As a hinge gets rusty, it becomes restricted and harder to move.  It stiffens up when it’s been sitting for too long.

They creak and crack with movement.

They no longer swing freely and remind you that each movement takes work.

With your knee, there is the deep ache of joint discomfort or sometimes the stabbing jolt of pain that I call a “stinger.”

Achy knees or arthritis may prevent you from the activities you love (running, hiking, even walking).  When your knee feels like a rusty hinge, then comes the spiral….You stop doing the things that aggravate your knees because it hurts.  Then your knees start to feel rustier because you aren’t using them.  Any you do less…and they hurt more.  How do you break this spiral and return to fun and healthy activities?

The key is to start moving again.  As a rusty hinge is rocked with consistent movement, the action starts to get smoother.  But how to do this without risking damage or causing pain?

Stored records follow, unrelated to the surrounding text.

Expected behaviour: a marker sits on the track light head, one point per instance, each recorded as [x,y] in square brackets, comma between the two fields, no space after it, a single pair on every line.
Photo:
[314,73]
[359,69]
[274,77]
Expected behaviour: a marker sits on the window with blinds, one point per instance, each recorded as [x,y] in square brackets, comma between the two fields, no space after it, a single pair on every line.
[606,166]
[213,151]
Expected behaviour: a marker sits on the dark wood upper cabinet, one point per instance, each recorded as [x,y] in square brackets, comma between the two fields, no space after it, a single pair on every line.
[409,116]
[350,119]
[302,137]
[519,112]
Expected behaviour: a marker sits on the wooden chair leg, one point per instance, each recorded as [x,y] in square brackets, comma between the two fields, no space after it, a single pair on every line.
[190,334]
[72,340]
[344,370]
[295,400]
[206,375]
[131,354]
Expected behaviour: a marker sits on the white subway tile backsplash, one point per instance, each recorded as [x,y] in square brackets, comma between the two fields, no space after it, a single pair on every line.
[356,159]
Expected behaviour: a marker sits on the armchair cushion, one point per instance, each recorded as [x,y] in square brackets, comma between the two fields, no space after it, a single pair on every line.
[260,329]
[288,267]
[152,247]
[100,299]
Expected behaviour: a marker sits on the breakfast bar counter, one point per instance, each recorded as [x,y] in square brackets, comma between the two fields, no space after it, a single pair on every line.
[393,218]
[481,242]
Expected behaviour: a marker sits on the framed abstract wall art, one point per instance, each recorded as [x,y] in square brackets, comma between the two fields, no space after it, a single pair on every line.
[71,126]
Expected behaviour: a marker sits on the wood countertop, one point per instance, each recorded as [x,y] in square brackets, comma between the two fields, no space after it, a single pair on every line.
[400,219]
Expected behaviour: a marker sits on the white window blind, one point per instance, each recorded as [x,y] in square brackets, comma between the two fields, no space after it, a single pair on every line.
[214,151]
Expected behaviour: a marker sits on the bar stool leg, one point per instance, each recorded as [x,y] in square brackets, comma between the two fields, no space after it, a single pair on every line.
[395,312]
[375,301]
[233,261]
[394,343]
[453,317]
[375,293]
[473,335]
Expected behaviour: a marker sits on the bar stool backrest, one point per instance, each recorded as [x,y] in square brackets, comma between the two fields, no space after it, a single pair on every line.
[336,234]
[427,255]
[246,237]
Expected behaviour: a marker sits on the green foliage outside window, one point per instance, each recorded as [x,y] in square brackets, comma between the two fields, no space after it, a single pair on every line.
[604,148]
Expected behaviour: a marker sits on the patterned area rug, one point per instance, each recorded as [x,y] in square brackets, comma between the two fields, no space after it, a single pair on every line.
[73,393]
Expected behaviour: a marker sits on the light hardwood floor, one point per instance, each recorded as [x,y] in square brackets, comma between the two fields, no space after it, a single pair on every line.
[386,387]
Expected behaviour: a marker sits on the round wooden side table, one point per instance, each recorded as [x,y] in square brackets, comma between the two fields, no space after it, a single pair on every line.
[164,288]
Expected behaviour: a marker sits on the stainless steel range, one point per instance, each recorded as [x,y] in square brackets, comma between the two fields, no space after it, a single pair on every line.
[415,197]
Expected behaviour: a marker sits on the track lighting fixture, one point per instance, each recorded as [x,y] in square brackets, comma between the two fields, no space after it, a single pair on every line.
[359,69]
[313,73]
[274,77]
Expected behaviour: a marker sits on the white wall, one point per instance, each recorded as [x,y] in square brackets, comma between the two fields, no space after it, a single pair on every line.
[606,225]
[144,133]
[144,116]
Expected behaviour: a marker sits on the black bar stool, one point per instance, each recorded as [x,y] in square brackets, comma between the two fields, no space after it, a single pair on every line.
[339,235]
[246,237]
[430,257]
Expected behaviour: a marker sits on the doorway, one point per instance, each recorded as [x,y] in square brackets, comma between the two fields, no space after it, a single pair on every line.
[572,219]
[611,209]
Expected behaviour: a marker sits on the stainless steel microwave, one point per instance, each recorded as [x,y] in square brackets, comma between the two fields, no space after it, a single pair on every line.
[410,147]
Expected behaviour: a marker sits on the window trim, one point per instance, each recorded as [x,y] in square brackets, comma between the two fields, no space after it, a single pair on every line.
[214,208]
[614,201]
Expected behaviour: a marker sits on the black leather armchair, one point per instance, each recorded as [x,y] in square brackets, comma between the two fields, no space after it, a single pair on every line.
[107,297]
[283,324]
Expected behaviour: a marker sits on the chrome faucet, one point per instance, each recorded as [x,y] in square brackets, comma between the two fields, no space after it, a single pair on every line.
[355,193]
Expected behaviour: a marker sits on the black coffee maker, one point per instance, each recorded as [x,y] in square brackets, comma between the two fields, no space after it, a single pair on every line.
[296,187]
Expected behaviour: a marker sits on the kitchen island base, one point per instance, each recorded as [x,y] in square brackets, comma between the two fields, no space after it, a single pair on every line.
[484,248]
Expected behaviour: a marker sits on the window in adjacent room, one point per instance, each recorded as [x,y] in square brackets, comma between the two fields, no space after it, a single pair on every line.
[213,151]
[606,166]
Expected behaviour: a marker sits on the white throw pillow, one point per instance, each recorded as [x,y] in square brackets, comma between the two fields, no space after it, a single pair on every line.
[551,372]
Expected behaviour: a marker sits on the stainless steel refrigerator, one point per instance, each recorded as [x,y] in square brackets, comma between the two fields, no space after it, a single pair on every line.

Being someone who was diagnosed with bone-on-bone arthritis since I was 24 years old (and now I’m 55), I have a LOT of experience with how to keep your knees working and not feeling so rusty.

Here’s the secret: Non-impact, no weight bearing movement through a full range of motion in your knee.  And when done correctly, it doesn’t hurt – it actually feels good!  It feels like you are oiling the joint and in reality you are!  This movement helps the joint to produce healthy, thick synovial fluid which is your knee’s lubricant.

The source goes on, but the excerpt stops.